Banishora

Stadtviertel

Banishora:

Banishora ist ein Stadtteil im Nordwesten Sofias im Bezirk Serdika. Er grenzt im Süden an den Vladaiska Reka und den Slivnitsa-Boulevard, im Norden an den Knyaginya Maria Luiza-Boulevard und die Skopje-Straße, im Osten an den Hristo Botev-Boulevard und im Westen an die Gabrovo-Straße. Der Hauptbahnhof und der zentrale Busbahnhof sind in unmittelbarer Nähe.
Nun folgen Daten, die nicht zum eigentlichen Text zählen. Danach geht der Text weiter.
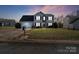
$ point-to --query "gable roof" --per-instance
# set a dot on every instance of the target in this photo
(27, 18)
(41, 13)
(6, 20)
Sehenswürdigkeiten und bedeutende Gebäude:
– Kirche „St. Andrei Parvozvani“: Erbaut 1926 zu Ehren bulgarischer Milizionäre.
– Zentralgefängnis Sofia: Ein bedeutendes öffentliches Gebäude im Viertel.
– 5. Krankenhaus mit mehreren Fachrichtungen: Bietet aktive Behandlung.
– Obusdepot „Nadezhda“: Teil des öffentlichen Nahverkehrssystems von Sofia.

Architektur:
– Vorherrschend ist die Hochhausbauweise, darunter monolithische, EPK- und großflächige Plattenbauten (Serie Bs-VIII-Sf und Bs-69-Sf).

Geschichte:
– Frühe Aufzeichnungen: Eine der frühesten Aufzeichnungen über Banishora stammt aus dem Jahr 1550 und erwähnt eine Brücke namens „Bagnasol“.
– Osmanische Zeit: Der Name „Banishora“ findet sich in osmanischen Dokumenten aus dem 16. Jahrhundert. Die Region war im 17. Jahrhundert für ihre Weinberge bekannt.
– Antike Befestigungsanlagen: Felix Kanitz entdeckte 1871 Überreste der äußersten Stadtmauer von Sofia und erwähnte „Banishor bair“ mit dem Eckturm „Yaudi tabiya“. Diese Befestigungsanlage wurde auf noch älteren Fundamenten errichtet und repräsentiert ein antikes Stadtgebiet mit Ecktürmen.
– Bedeutung des Namens: Der Name bedeutet möglicherweise langsam fließendes Wasser oder ein Bad mit einer langsam fließenden Quelle.

Demografie:
– Bevölkerung: ca. 4500 Einwohner.
– Ethnische Struktur: Die bulgarische Bevölkerung dominiert (85 %), gefolgt von Roma (10 %), Türken (3 %), Armeniern und anderen (2 %).
– Negativer natürlicher Bevölkerungszuwachs in den letzten 10–15 Jahren, mit einem jüngsten Anstieg der Neugeborenenzahlen.
– Vielfältige ethnische Struktur mit deutlich bulgarischer Mehrheit.

Historische Hinweise:
– Eine der frühesten Aufzeichnungen über „Banishora“ stammt aus dem 16. Jahrhundert.
– „Banishora Mahala“ wird im königlichen Denkmal von Bojan erwähnt.
– 1891 wurde im Viertel das Internationale Katholische Krankenhaus Prinzessin Clementine errichtet, das heute von Peta MBAL genutzt wird.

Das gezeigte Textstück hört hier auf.